The hippie-ish Fred Terry from Arizona, on the other hand, sees the bee population crisis in terms of our national phobia about illegal aliens. Case in point — the “invasion” of African killer bees. The media hysteria notwithstanding, these wild insects may be the salvation of the species, as they are hardier and produce honey under the harshest circumstances. Terry casually bags a huge nest of the vicious stingers roosting under a neighbor’s roof and relocates them to a hive on his property. Unfortunately, they all fly away, finding their new home in an inaccessible crevice in a cliff. They may be feral, but they aren’t fools.
Starkest of all is the situation in China. Long ago, Imhoof notes in voice-over, Mao decreed that all sparrows be put to death for stealing the peasants’ grain. Billions were slain, resulting in a plague of the insects the sparrows feasted on. The Chinese authorities then applied insecticides, which also killed the bees. In some regions none has survived, and so armies of human laborers swarm over the fields, pollinating the crops by hand.
Though overloaded with narration, “Honey” triumphs visually, with stunning shots of bees in flight, tracked in slow motion, “Winged Migration”-style, by who-knows-what technical wizardry. It also resembles “Leviathan” — the recent, poetic documentary about another rapacious institution, the fishing industry — with its extreme close-ups of bees at work and
the interiors of hives shimmering with an uncanny, abstract beauty.

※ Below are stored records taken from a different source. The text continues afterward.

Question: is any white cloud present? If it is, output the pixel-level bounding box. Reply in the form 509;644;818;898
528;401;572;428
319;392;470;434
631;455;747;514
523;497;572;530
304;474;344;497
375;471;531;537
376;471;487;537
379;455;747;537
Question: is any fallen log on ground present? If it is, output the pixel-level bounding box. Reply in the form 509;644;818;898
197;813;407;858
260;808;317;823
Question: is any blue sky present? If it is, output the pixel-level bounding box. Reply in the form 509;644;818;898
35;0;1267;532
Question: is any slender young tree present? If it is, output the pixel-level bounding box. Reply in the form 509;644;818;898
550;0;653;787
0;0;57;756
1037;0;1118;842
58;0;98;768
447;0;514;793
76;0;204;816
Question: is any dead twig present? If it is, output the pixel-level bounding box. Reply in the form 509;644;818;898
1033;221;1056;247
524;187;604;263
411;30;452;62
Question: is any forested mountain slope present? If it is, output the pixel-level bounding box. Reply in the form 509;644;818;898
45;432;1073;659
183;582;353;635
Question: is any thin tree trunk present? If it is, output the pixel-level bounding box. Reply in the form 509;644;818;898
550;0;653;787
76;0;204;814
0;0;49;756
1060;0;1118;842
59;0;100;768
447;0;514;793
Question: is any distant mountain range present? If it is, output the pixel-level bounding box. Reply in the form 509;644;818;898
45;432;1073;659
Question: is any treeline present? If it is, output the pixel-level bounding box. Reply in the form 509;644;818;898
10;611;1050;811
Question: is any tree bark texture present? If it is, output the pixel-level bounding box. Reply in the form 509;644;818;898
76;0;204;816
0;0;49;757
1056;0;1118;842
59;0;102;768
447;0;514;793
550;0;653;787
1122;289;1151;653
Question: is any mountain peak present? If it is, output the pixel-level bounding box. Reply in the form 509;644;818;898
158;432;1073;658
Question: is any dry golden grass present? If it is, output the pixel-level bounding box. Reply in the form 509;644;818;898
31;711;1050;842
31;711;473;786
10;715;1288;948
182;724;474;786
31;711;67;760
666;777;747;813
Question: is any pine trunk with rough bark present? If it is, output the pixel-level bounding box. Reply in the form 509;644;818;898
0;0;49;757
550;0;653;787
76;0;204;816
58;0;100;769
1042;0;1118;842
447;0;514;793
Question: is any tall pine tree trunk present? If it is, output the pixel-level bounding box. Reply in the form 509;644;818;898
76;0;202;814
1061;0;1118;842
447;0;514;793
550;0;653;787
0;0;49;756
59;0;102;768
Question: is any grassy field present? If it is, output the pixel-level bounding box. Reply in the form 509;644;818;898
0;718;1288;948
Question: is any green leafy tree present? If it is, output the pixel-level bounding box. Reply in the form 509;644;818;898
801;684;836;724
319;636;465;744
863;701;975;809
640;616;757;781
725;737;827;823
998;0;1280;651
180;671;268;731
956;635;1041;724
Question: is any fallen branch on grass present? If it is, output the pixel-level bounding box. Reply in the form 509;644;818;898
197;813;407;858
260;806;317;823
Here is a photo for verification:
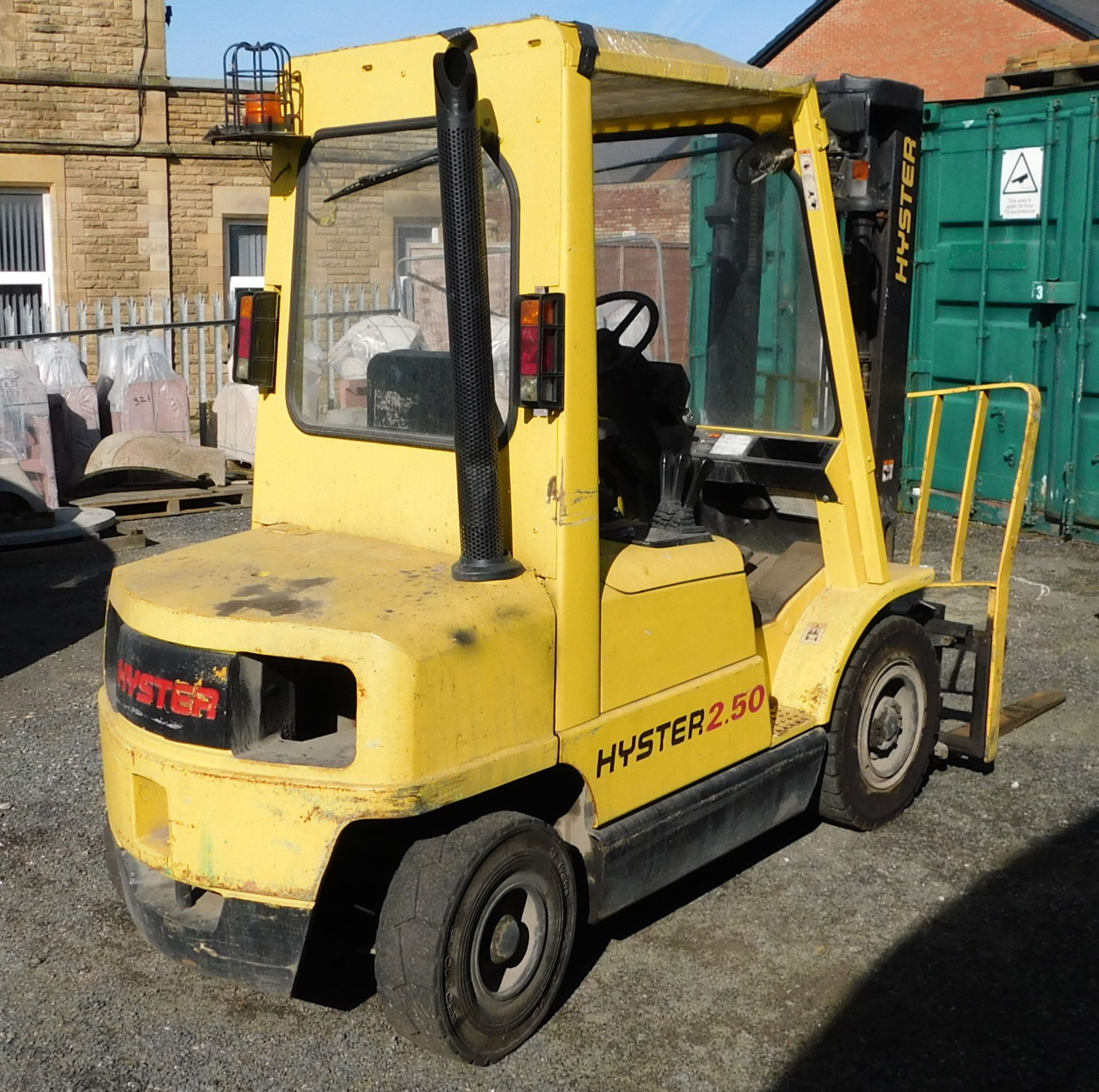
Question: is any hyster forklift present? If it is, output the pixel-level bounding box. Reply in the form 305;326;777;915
99;18;1037;1065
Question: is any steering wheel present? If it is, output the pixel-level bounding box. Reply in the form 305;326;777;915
596;291;661;371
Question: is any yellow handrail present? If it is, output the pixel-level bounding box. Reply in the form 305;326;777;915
908;382;1042;762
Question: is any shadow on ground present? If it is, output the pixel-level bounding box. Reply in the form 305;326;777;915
0;539;117;679
772;813;1099;1092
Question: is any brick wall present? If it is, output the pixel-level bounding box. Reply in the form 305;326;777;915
766;0;1076;100
0;84;139;145
168;157;268;296
596;178;690;363
0;0;166;76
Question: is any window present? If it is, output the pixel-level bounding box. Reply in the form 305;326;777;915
226;220;267;315
289;126;513;446
226;220;267;281
595;130;835;435
0;190;53;333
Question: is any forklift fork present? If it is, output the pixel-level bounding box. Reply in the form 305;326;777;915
908;382;1065;763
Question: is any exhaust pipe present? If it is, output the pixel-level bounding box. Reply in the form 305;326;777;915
434;46;523;581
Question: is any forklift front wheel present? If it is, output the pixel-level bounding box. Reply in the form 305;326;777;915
820;616;940;830
375;812;577;1066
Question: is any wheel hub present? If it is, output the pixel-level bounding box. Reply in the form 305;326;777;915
489;914;522;963
867;698;904;755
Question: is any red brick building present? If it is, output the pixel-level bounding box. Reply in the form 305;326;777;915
750;0;1099;100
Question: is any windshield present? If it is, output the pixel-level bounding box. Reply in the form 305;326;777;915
290;121;512;446
595;132;835;435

That less mercenary aspect of the trade is not lost on Miller, the latest in a long line of beekeepers, and a self-proclaimed, reluctant capitalist. He looks wistfully at the brutal harvesting and processing of his product. Huge machines slash away at the honeycomb, along with scores of indignant bees. “My grandfather would probably be disturbed if he saw how we kept bees today,” he says. “He’d say, ‘you’ve lost your soul.’ ”
Sometimes granddad knows best. Bees mean more than honey, and certainly more than money. They’re part of the global ecosystem that globalism puts at risk.